|Title:||Adverbial Clauses in Barbareño Chumash Narrative Discourse||Add Dissertation|
|Author:||Suzanne Wash||Update Dissertation|
|Email:||click here to access email|
|Institution:||University of California, Santa Barbara, Linguistics Department|
|Linguistic Subfield(s):||Discourse Analysis; Syntax; Typology;|
|Abstract:||This dissertation presents the first study of adverbial clauses in Barbareño Chumash, an indigenous language of California. It explores the semantic relations, morphosyntactic structure, and discourse functions of adverbial clauses in this language, with a view toward what is known and expected about adverbial clauses crosslinguistically, and from a functionally-oriented approach to linguistics. Almost all of the data come from narratives recorded in the 1950s by John P. Harrington from Mary Yee, the last speaker of the Barbareño Chumash language.

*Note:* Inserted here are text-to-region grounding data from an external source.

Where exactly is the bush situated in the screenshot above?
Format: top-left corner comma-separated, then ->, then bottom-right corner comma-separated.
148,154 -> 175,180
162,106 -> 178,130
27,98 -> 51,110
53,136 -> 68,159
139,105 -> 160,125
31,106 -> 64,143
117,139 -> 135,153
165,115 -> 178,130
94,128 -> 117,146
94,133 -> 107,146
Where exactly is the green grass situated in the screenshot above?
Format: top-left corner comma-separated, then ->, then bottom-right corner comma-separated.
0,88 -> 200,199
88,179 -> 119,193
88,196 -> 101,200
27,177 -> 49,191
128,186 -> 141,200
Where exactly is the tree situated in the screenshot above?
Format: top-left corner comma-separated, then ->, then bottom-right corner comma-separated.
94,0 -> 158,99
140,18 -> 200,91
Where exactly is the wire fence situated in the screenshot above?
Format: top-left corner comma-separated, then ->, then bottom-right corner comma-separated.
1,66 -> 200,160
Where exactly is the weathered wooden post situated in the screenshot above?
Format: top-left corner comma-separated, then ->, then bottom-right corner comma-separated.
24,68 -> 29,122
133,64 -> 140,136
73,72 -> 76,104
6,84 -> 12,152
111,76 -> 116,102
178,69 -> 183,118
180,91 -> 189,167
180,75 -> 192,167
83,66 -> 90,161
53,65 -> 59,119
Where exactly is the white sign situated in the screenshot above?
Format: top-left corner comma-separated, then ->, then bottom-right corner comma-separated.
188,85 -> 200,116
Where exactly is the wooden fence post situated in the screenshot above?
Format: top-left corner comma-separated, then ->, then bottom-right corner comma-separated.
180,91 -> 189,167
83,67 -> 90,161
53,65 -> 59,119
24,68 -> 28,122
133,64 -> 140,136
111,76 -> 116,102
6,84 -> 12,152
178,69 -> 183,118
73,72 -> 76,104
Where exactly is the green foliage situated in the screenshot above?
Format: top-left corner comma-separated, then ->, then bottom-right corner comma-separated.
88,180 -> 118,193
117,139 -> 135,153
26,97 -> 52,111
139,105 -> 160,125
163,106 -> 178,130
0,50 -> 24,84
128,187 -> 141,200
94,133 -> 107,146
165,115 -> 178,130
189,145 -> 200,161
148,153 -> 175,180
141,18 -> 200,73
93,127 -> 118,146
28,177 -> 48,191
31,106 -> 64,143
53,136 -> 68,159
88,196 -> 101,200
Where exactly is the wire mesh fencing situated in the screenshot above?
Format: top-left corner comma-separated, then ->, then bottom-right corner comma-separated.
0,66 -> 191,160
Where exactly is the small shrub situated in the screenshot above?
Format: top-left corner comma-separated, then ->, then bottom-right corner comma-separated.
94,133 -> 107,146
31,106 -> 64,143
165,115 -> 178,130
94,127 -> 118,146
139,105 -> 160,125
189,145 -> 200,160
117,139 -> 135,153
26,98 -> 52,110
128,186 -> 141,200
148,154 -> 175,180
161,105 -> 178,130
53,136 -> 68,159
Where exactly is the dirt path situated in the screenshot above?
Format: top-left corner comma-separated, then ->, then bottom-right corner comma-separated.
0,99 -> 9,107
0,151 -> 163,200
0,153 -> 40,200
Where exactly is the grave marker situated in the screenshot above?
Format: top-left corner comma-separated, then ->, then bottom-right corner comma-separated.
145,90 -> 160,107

The dissertation has 24 chapters and is divided into five parts. Part I is the preliminaries. It includes a detailed grammatical sketch of the Barbareño Chumash language. In Part II, I analyze the semantic and morphosyntactic characteristics of thirteen structurally-distinguishable adverbial clause types. The adverbial clauses code temporal, conditional, concessive, purposive, reason/causal, manner, and semantically neutral relations. Semantically neutral adverbial clauses have both temporal and conditional meanings, and though most researchers treat such clauses as conditional, in this study I treat them as a category separate from the temporal and conditional categories. In Part III, I compare the initial and final tokens of these clause types with respect to similarities and differences in structure, extent of scope, and punctuation/prosodic boundaries. In Part IV, I focus on the similarities and differences in discourse functions between initial and final clauses that code purposive, conditional, temporal and semantically neutral relations. In addition to their qualifying role, the initial adverbial clauses function as pivotal points of orientation that help create a cohesive and coherent text. However, the final adverbial clauses only serve to qualify the main clause. They do not function as pivotal points of orientation in the texts. These differences between initial and final adverbial clauses are found crosslinguistically, and reflect the general cognitive processes involved in the production and comprehension of discourse. Finally, I conclude this study with the closing remarks in Part V.